Saturday, April 5, 2008

Not so focused

A few dinners out. A weekend of bad hotel/interview food. That's apparently all it takes to gain 2 lbs. 196 looked so nice on the way down, but after 194 it looked downright evil. I hated 196. The only thing that scared me more was the prospect of seeing a 2 again! EEEK!!

I've tried to be good, but I have NOT been as good as I once was. Bad food in the house. Dinner out with friends. Unable to easily track my food at work (and since I generally have no time to even cook decent food, where would I get the time to track food?) or any other time. It's been slow, but I got 194 back and held on to it. Today I saw 193. It's day 1 so completely unofficial, but I have my fingers crossed to see it tomorrow morning.

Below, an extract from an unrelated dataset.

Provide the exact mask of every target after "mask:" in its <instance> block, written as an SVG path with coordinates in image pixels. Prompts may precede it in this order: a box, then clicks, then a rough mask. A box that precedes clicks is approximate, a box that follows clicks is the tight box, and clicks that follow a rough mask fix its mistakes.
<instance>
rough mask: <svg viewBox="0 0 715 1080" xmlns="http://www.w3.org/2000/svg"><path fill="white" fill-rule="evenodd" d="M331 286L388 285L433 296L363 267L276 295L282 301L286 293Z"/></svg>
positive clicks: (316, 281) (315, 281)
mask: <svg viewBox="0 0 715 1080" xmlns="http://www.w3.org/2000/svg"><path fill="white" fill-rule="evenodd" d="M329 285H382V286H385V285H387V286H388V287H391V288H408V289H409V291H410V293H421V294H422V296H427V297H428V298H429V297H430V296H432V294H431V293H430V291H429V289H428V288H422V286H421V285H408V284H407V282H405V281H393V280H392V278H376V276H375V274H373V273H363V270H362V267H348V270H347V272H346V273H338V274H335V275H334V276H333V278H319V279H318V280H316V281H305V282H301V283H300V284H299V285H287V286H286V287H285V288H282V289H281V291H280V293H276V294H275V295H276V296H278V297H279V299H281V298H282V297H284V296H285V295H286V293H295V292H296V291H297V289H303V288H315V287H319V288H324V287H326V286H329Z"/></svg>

Tomorrow we're doing lunch with her aunt at a The Farm at South Mountain. Unknown calories, but all about natural, organic and healthy living. It makes me happy every time I go. Not so bad. Dinner on the other hand is with The Aunt who lived with us for the last year. It's a thank you dinner for help over the last year and for moving all of her stuff. Smothered pork chops, rice and gravy. I don't anticipate a vegetable - though if I know here there MIGHT be one covered in cheese or overly cooked with butter and salt. That said - I'm not anticipating to be 193 on Monday. But wouldn't it be a nice surprise Mr. Scale???

The girlfriend told me that this is her LAST unhealthy weekend. I know I've heard it before, but I have higher hopes this time. Her "buddy" who supports/encourages beer drinking and less-healthy dinner outings is joining a work based weight loss contest with money on the line. If her Buddy stays on track, I'm thinking my sweetie will as well. Well, at least most of the time. I can confirm that these will be my last smothered or fried pork chops for a long, long time. Gotta get serious. Have to find a way to start tracking better again. Have to find a new job so I can actually make it to the gym again. Have to stay focused.

Focus in my personal life has never been my greatest skill, but writing it down helps. My next quick goal is to be 18_. I'm SO close - but I've been close for a long time. Have to get it. Have to reach a goal to remind myself how great it feels to get there. And how hard you push for the next one. Focus. Focus. Focus. Or something like that.